Sunday, July 28, 2013

What I've Read This Week

What I've Read This Week . . .

The Melendy Family written and illustrated by Elizabeth Enright -- Children's Classic/Historical Fiction

This omnibus edition contains three books about the charming Melendy family: The Saturdays; The Four Story Mistake; Then There Were Five. In The Saturdays we are introduced to the Melendy family. There's an often absent but loving father; a strict but kind housekeeper/cook/nanny, and of course the children: Thirteen-year-old Mona who is going to be an actress; Twelve year old Rush, a piano prodigy who wants to make music AND be an engineer; Randy (Miranda) age 10 1/2, who dances like a fairy and wants to be both an artist and a dancer; Olivier, age 6, thoughtful and determined. Bored with their ordinary lives, the Melendys decide one rainy Saturday afternoon to pool their resources to give each of them a chance of experience a day of doing something they had always dreamed of.  In The Four Story Mistake, the Melendys move to the country. There's a war on and everyone must do
his or her bit to help out. In addition, there's the new house and surroundings to explore, new friends to make and a new school. Then There Were Five concludes the Melendy family saga. You can probably guess what you think is going to happen but you have to read the books to know for sure. The places the children go and people they meet will change their lives forever. I simply adored these stories. I didn't want them to end. I loved the eccentric Melendy family. The children are so real and their adventures are very ordinary yet they seem magical because the children take such delight in them. I felt fully immersed in their world and part of the family. Any kid would love to be a Melendy. Some of their adventures are a bit
far fetched and they're never punished for not behaving quite as they ought. I'm not a parent, so I don't worry about that sort of thing, especially since the Melendys all have a strong conscience that tells them when they're not doing something Cuffy would approve of. They're all thoughtful and caring individuals and they enrich many people's lives, including the reader. Even though the stories were written in the 1940s, they still feel fresh and exciting. There are a few spots that reflect attitudes of the day but nothing major stood out. I can't believe I never read these books as a kid, especially since I liked Thimble Summer a lot. These are books for the keeper shelf if you can find them.

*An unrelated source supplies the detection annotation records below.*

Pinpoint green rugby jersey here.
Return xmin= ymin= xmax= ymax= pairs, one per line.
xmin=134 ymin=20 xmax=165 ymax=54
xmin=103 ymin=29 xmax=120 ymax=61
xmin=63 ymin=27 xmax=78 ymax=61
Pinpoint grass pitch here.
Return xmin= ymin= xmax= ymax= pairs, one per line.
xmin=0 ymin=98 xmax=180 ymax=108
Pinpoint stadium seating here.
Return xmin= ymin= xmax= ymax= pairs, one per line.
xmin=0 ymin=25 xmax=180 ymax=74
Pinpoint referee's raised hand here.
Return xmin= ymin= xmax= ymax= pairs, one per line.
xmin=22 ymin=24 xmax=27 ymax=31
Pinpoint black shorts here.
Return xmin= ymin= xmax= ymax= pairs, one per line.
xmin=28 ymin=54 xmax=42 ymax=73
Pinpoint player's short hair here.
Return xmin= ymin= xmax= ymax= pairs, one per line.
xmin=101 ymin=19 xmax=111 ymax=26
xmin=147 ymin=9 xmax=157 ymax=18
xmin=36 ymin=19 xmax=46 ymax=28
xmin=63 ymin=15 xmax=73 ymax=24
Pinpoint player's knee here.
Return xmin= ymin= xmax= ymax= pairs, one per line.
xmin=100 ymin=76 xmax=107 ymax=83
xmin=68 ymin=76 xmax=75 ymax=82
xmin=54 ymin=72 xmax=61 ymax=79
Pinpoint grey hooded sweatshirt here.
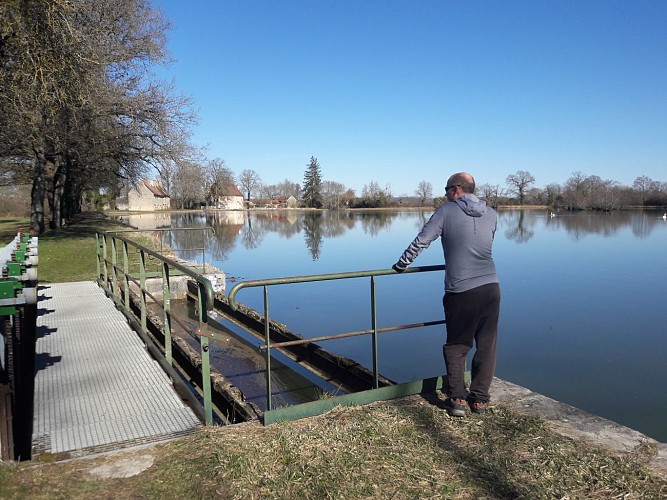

Parlor Games by Maryka Biaggio -- Historical Fiction

This book is difficult to summarize. It starts in 1917 while the protagonist May is in court, being sued by her former friend Miss Frank Sawyer, Esq, who claimed the "baronness" cheated her out of millions of dollars. May tells her story in her own words, alternating between the court room. Her father's death shattered her happy childhood. After high school, a fling with a local rich boy resulted in a pregnancy scare so May decided to head out to Chicago to find herself a rich husband. Well, her plans didn't work out quite as she hoped and to save herself from starving, she finds employment at a first class bordello. She quickly gains a taste for expensive clothes and jewelry and continues her plot to find a rich husband. One bad mistake lands the Pinkerton detective Reed Doughtery after her. May's further adventures take her around the world and from wealthy friend to wealthy friend before she ends up in the court room. Is she an innocent girl trying to help her family or is she a hardened swindler? You decide based on her testimony. I found it extremely hard to like May. She continually makes bad decisions. She says she wants to help her mother but she's truly helping herself to the riches she desires. She seems to take after her father. I don't like Frank very much either. She is also a manipulator and a swindler. She's ruthless and will stop and nothing to get what she wants. None of the other characters who flit in and out of May's life are all that appealing either. May puts her trust in the wrong people. The plot plods along with many many lengthy descriptions of where May is going, who she's speaking to and what's happening yet the events of the 1910s where she traveled with Frank are barely touched on! The lawyers keep alluding to events that happened but we never get to see them from May's point-of-view. I wish the beginning and middle were shorter and the end longer. I was surprised by the conclusion but yet not surprised. The author did a considerable amount of historical research and includes period details about fashion, travel, cultural activities and social life but world events take a back seat to the main plot. The book needs some postcards and photographs to really enhance the novel. I didn't love the book but I didn't hate it either. Since I found it difficult to like May, I felt little sympathy for her so the story didn't really resonate with me.